Guide éditorial
Comprendre AGIRC-ARRCO : la retraite complémentaire des salariés
Régime obligatoire pour l'ensemble des salariés du secteur privé, l'AGIRC-ARRCO verse une retraite complémentaire à près de 13 millions d'allocataires et représente, pour la plupart des cadres, entre 40 % et 60 % de leur pension totale. Son fonctionnement par points le distingue du régime général.
Un régime unifié issu d'une longue histoire paritaire
L'AGIRC-ARRCO résulte de la fusion, intervenue le 1er janvier 2019, de deux régimes historiquement distincts : l'ARRCO, créée en 1961 pour couvrir l'ensemble des salariés, et l'AGIRC, instituée dès 1947 pour les cadres. Cette unification a mis fin à plus de soixante-dix ans de gestion séparée et simplifié la lisibilité du dispositif pour les assurés comme pour les employeurs. Géré paritairement par les organisations syndicales et patronales représentatives, le régime fonctionne en répartition : les cotisations prélevées sur les salaires de l'année financent les pensions versées la même année. Il couvre aujourd'hui environ 26 millions de cotisants relevant de plus de deux millions d'entreprises, ce qui en fait le plus important régime de retraite complémentaire en Europe. Son équilibre financier, étroitement surveillé par les partenaires sociaux, repose sur des accords nationaux interprofessionnels renégociés périodiquement.
Le mécanisme des points : du salaire à la pension
Le principe est simple dans son énoncé, plus technique dans son application. Chaque année, les cotisations versées par le salarié et son employeur sont converties en points de retraite, selon un prix d'achat fixé annuellement, appelé salaire de référence. Au moment du départ, le nombre total de points cumulés est multiplié par la valeur de service du point pour déterminer le montant brut annuel de la pension. En 2024, la valeur de service s'élève à 1,4159 euro par point.
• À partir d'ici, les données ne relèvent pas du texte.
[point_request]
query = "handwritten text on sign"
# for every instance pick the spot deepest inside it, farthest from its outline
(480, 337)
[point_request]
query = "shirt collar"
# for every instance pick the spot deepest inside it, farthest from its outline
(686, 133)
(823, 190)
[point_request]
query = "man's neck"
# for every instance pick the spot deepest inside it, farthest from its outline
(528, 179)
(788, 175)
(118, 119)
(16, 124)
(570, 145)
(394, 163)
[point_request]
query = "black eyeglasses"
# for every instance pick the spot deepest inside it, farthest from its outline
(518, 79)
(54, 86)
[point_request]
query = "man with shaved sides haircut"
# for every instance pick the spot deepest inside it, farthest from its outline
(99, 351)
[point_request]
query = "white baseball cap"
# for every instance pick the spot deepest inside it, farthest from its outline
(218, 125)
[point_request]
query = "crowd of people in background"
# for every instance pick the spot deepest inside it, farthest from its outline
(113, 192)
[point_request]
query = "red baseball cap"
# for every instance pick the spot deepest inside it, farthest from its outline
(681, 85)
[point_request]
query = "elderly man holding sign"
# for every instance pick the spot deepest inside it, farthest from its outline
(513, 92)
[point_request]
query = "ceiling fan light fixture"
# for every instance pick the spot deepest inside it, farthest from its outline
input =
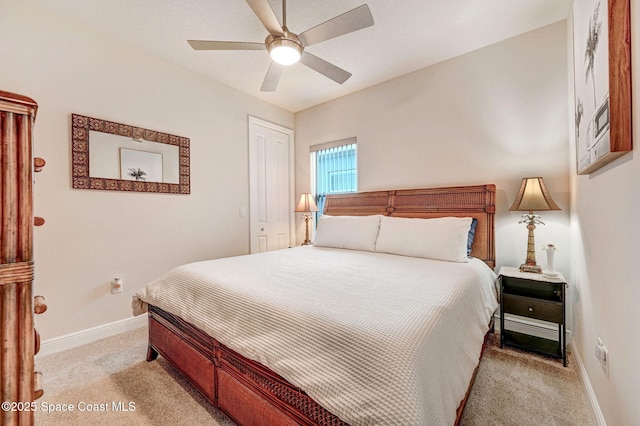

Les cotisations s'appliquent sur deux tranches de rémunération : la tranche 1, jusqu'au plafond de la Sécurité sociale, et la tranche 2, au-delà jusqu'à huit plafonds. Le taux global de cotisation atteint 7,87 % en tranche 1 et 21,59 % en tranche 2, réparti à 60 % pour l'employeur et 40 % pour le salarié, avec un taux d'acquisition des points effectivement crédités fixé à 6,20 % et 17 %.
Conditions de liquidation et coefficient de solidarité
La liquidation des droits AGIRC-ARRCO suit, pour l'essentiel, les règles du régime général : l'assuré peut demander sa retraite complémentaire dès lors qu'il fait valoir ses droits à la pension de base, généralement à partir de 62 ans, âge progressivement relevé à 64 ans depuis la réforme de 2023. Le taux plein est accordé lorsque l'assuré remplit les conditions de durée d'assurance. Une particularité notable mérite attention : depuis 2019, un coefficient de solidarité minore la pension complémentaire de 10 % pendant trois ans, dans la limite de 67 ans, pour les assurés qui liquident dès l'obtention du taux plein. À l'inverse, ceux qui décalent leur départ d'au moins deux années bénéficient d'une majoration temporaire pouvant atteindre 30 %. Ce mécanisme, contesté par certaines organisations syndicales, vise à encourager le prolongement de l'activité.
Réversion, majorations et garanties spécifiques
Le régime prévoit plusieurs prestations annexes qui complètent la pension principale. La pension de réversion bénéficie au conjoint survivant à hauteur de 60 % des droits acquis par le défunt, sous condition de ne pas être remarié et, généralement, d'avoir atteint 55 ans. Contrairement au régime général, aucune condition de ressources n'est exigée. Les parents ayant élevé au moins trois enfants bénéficient d'une majoration de 10 % de leur pension complémentaire, plafonnée à 2 071,58 euros par an depuis 2012. Des majorations existent également pour enfants à charge au moment de la liquidation. Le régime assure par ailleurs la gratuité de l'acquisition de points durant certaines périodes d'interruption involontaire d'activité, notamment le chômage indemnisé, la maladie de longue durée ou l'invalidité, ce qui constitue une garantie importante face aux aléas de carrière.
Pilier méconnu de la protection sociale française, l'AGIRC-ARRCO conjugue logique contributive et solidarité professionnelle. Sa gestion paritaire et son fonctionnement par points lui confèrent une souplesse d'ajustement que le régime général n'a pas, mais imposent aux assurés une vigilance accrue : suivre l'acquisition de ses points, anticiper l'effet du coefficient de solidarité et évaluer ses droits de réversion sont des démarches indispensables à une transition réussie vers la retraite.